Zu erfahren ist, dass Virginia Woolf den Tod ihrer Mutter – „die schönste aller Frauen, wie ihre Porträts beweisen“ – als traumatisches Ereignis erlebte. Vater wie Mutter hatten aus früheren Beziehungen bereits Kinder in ihre Ehe mitgebracht, sodass Virginia acht Geschwister und Halbgeschwister hatte. Die Stelle der verstorbenen Mutter nahm Stella, deren Tochter aus erster Ehe, ein, doch auch sie starb bald, sodass es nun an Virginia war, für den Vater zu sorgen, „einen Tyrannen von unvorstellbarer Selbstsucht, der die Schönheit und die Fröhlichkeit der Toten durch Hässlichkeit und Trübsal ersetzt hatte“. Virginia Woolf besaß die Fähigkeit, ihr nahe Menschen in ihrer verstörenden Ambivalenz wahrzunehmen – die Porträts der Familienmitglieder zeigen lauter schwankende Charaktere, die von geradezu gegensätzlichen Zügen bestimmt werden.
  Vom älteren Stiefbruder George etwa, mit dem sie und ihre Schwester noch lange in einem gemeinsamen Haushalt lebten, heißt es, dass er in „Wahrheit ein dummer, gutmütiger Mann der verschwenderischen, wortreich geäußerten Zuneigungen“ war; an anderer Stelle wird er jedoch als ein von seinen „animalischen Trieben“ gesteuerter Gewalttäter bezeichnet, der sich an ihr, der seinem Schutz anbefohlenen Halbschwester, verging. Auf diesen sexuellen Missbrauch, den sie als Heranwachsende erlitt, mitten in einer gesellschaftlich hoch angesehenen Familie geistreicher Künstlernaturen, geht Virginia Woolf nicht näher ein, sie erwähnt ihn aber mehrfach und auch noch in ihrer kurz vor dem Selbstmord verfassten „Skizze der Vergangenheit“. Man kann also davon ausgehen, dass er das seine dazu beigetragen hat, dass sie nie über ein verquältes Verhältnis zu ihrer eigenen Sexualität hinaus gelangte und zeitlebens psychisch labil blieb.

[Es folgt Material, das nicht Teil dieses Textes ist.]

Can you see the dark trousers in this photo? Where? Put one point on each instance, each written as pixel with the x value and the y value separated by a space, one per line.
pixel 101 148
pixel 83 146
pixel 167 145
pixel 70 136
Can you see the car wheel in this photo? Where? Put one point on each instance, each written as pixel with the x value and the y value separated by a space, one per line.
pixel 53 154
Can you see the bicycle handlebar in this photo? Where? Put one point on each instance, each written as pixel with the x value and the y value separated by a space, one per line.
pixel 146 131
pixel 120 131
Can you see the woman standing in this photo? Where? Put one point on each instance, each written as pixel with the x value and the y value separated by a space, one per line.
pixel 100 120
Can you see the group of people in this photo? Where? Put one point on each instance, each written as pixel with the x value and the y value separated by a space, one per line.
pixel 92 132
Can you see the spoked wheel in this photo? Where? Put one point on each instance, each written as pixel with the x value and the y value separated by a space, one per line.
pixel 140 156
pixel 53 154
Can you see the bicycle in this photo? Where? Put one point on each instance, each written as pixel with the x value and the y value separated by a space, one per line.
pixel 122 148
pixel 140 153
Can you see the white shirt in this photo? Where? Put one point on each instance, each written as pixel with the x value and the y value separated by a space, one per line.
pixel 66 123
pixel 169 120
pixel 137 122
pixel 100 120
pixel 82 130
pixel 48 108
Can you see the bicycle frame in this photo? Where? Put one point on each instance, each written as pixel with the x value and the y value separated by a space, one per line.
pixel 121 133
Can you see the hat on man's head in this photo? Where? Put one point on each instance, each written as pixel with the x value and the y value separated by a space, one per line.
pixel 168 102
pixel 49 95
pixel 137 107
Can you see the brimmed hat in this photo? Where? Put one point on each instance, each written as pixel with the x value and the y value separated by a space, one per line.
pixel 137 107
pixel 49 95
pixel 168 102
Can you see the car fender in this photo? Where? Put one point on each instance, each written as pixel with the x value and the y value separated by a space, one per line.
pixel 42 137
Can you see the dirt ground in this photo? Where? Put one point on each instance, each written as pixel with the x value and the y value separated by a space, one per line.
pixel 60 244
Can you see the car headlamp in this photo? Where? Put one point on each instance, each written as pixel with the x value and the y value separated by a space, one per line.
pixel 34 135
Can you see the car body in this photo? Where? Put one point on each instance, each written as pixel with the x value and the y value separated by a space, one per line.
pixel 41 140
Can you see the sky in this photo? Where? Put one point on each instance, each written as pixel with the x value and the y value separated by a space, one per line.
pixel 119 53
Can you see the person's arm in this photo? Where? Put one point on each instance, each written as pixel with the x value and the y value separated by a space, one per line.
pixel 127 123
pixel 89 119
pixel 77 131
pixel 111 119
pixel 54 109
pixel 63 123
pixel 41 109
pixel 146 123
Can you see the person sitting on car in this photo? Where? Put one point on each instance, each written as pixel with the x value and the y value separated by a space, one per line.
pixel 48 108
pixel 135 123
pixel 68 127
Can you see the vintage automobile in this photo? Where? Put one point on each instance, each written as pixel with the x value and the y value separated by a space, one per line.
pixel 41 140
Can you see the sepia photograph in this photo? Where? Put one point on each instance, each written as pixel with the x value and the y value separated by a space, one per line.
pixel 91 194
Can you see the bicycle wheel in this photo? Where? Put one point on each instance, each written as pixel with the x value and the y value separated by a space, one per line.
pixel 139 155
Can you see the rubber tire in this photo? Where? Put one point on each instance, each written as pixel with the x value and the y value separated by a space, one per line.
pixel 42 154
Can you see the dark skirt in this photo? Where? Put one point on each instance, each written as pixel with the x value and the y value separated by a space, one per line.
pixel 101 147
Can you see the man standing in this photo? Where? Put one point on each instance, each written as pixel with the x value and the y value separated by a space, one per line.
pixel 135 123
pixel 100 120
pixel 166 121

  Wie sie den Halbbruder auffällig widersprüchlich zeichnete, als Beschützer und Bedrücker zugleich, so zeigt sie die ganze Familie mit all ihren hochbegabten Käuzen und verkrachten Existenzen in einem merkwürdigen Zwielicht: Diese Familie war ein Ort des Übels, aber einer, auf den Virginia gleichwohl stolz war und von dem sie gelegentlich mit snobistischem Dünkel auf die Familien der glücklichen und oberflächlichen Menschen schaute.
KARL-MARKUS GAUSS
Hier lernt man verstehen,
was ihr das Leben schwer machte
  
    
Virginia Woolf: Augenblicke des Daseins. Autobiographische Skizzen. Aus dem Englischen von Brigitte Walitzek. Herausgegeben von Klaus Reichert. S. Fischer Verlag, Frankfurt am Main 2012. 252 S., 26 Euro.